Grant TypeGrant DateSharesGrant-Date Fair Value ($)VestingPlan/Terms
Restricted Stock (Non-Employee Director annual grant)May 30, 20246,289149,993Time-based vesting on May 30, 2025Granted under 2020 Equity and Cash Incentive Plan (ECIP); no repricing without shareholder approval; in a Change in Control, all stock awards vest.

Note: Non-employee directors receive time-based restricted stock; no performance metrics apply to director equity grants as disclosed.

Other Directorships & Interlocks

CategoryDisclosure
Current public company boardsNot disclosed in AORT’s 2025 proxy biography for Ms. Borgstrom; proxy lists private and non-profit boards only.
Compensation Committee interlocksCompany disclosed no executive officer interlocks; no additional interlocks identified for directors beyond standard service.

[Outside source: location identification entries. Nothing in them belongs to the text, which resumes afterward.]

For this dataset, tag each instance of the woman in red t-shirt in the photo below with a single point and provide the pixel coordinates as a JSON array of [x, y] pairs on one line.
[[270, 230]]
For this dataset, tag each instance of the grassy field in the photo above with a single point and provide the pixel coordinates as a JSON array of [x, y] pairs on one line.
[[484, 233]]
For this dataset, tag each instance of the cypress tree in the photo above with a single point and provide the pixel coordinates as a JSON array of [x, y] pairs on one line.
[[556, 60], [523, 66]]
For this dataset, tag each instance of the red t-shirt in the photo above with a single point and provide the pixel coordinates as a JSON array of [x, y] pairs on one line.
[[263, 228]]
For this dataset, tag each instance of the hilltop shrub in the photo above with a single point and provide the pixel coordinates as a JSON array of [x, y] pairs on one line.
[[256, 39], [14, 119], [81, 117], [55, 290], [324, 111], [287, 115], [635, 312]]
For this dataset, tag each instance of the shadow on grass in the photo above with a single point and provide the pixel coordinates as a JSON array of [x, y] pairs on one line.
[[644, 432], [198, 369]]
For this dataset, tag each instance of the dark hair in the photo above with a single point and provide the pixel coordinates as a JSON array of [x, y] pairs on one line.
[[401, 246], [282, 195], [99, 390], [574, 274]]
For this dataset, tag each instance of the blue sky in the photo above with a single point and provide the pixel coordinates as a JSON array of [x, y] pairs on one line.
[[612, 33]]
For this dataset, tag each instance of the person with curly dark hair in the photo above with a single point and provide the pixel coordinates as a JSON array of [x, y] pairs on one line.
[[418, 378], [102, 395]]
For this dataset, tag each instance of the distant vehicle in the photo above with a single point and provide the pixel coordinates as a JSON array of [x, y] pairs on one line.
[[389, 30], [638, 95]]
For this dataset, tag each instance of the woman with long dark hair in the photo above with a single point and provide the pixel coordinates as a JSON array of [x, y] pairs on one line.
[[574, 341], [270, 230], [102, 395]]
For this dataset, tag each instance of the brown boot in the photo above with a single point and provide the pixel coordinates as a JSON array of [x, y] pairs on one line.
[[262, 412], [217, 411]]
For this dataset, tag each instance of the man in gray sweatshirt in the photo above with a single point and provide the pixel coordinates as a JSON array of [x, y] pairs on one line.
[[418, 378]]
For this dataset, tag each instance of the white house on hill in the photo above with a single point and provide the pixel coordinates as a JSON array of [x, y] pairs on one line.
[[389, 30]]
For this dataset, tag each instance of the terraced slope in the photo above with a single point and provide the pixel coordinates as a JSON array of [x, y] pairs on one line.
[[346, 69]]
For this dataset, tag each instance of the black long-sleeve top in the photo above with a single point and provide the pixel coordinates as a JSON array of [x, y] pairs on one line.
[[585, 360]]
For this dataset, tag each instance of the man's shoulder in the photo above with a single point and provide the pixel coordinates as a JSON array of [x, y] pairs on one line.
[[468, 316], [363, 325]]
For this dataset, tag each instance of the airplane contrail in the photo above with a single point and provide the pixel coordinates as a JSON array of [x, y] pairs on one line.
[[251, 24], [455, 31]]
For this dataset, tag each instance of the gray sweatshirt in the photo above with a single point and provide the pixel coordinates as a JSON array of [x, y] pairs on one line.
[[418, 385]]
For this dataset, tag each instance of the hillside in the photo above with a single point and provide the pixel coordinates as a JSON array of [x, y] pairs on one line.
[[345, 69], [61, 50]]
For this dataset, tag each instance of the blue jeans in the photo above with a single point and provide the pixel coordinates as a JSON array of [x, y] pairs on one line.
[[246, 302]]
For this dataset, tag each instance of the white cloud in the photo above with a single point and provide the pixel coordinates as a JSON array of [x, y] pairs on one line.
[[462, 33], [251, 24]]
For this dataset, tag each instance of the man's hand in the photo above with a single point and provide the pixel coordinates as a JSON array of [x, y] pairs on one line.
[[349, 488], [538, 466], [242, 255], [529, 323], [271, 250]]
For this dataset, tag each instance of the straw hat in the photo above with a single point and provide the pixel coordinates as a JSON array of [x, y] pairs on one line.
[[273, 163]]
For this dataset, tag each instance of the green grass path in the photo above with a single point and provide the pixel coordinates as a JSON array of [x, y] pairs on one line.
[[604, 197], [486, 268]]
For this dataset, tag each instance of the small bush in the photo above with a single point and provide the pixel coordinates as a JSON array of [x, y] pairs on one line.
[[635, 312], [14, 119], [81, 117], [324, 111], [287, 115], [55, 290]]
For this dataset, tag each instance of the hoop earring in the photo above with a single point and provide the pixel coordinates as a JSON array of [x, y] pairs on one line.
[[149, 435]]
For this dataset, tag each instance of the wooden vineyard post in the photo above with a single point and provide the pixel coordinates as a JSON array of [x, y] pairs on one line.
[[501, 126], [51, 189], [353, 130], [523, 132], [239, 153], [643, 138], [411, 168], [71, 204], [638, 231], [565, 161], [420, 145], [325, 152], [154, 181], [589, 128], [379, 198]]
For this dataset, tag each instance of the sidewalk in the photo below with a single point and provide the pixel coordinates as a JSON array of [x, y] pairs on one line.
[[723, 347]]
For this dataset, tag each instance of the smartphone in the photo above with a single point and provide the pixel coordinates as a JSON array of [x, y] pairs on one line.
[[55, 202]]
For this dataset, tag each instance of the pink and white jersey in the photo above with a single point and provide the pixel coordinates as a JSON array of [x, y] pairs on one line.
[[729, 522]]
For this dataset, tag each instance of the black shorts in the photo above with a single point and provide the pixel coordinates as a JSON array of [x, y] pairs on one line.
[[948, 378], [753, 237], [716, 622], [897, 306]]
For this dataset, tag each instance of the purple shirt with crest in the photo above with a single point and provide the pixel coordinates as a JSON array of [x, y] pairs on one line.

Expertise & Qualifications

  • Large-scale healthcare operator: CEO experience running a multi-hospital integrated health system; recognized within the healthcare industry.
  • Regulatory, quality, and healthcare compliance oversight: Chairs Artivion’s Innovation & Healthcare Compliance Committee with remit over R&D, clinical, regulatory, quality, healthcare law compliance, and joint ERM oversight with Audit.
  • Governance and succession: Member of Corporate Governance Committee overseeing board evaluations, CEO evaluation/comp, succession, and governance policies.

Equity Ownership

ItemDetail
Total beneficial ownership42,763 shares as of Mar 17, 2025; <1% of outstanding; includes 6,289 unvested restricted shares from May 30, 2024 grant.
Shares pledged as collateralNone of the director shareholdings shown are subject to a pledge or similar arrangement.
Shares outstanding (record date)42,689,303 shares as of Mar 17, 2025 (for percentage context).
Director stock ownership guideline5x annual Board retainer for non-employee directors; all non-employee directors currently satisfy this standard.

Governance Assessment

  • Positive signals:
    • Independent director with deep healthcare operations and compliance expertise; chairs a key risk/compliance committee aligned to Artivion’s regulatory profile.
    • High shareholder support in 2025 director election (34.62M For vs 0.32M Withheld).
    • Solid engagement: Board met 12x; committees active; all directors met ≥75% attendance threshold in 2024.
    • Ownership alignment: Time-based restricted stock; director ownership guideline of 5x retainer met by all non-employee directors; no pledging.
    • Hedging and short sales prohibited under Insider Trading Policy.
  • Potential risks/RED FLAGS:
    • None identified specific to Ms. Borgstrom: no related-party transactions disclosed involving her; no pledge of shares; no attendance shortfall disclosed.
  • Context: 2025 say-on-pay passed (33.81M For vs 0.96M Against), indicating broader investor support for governance and pay programs.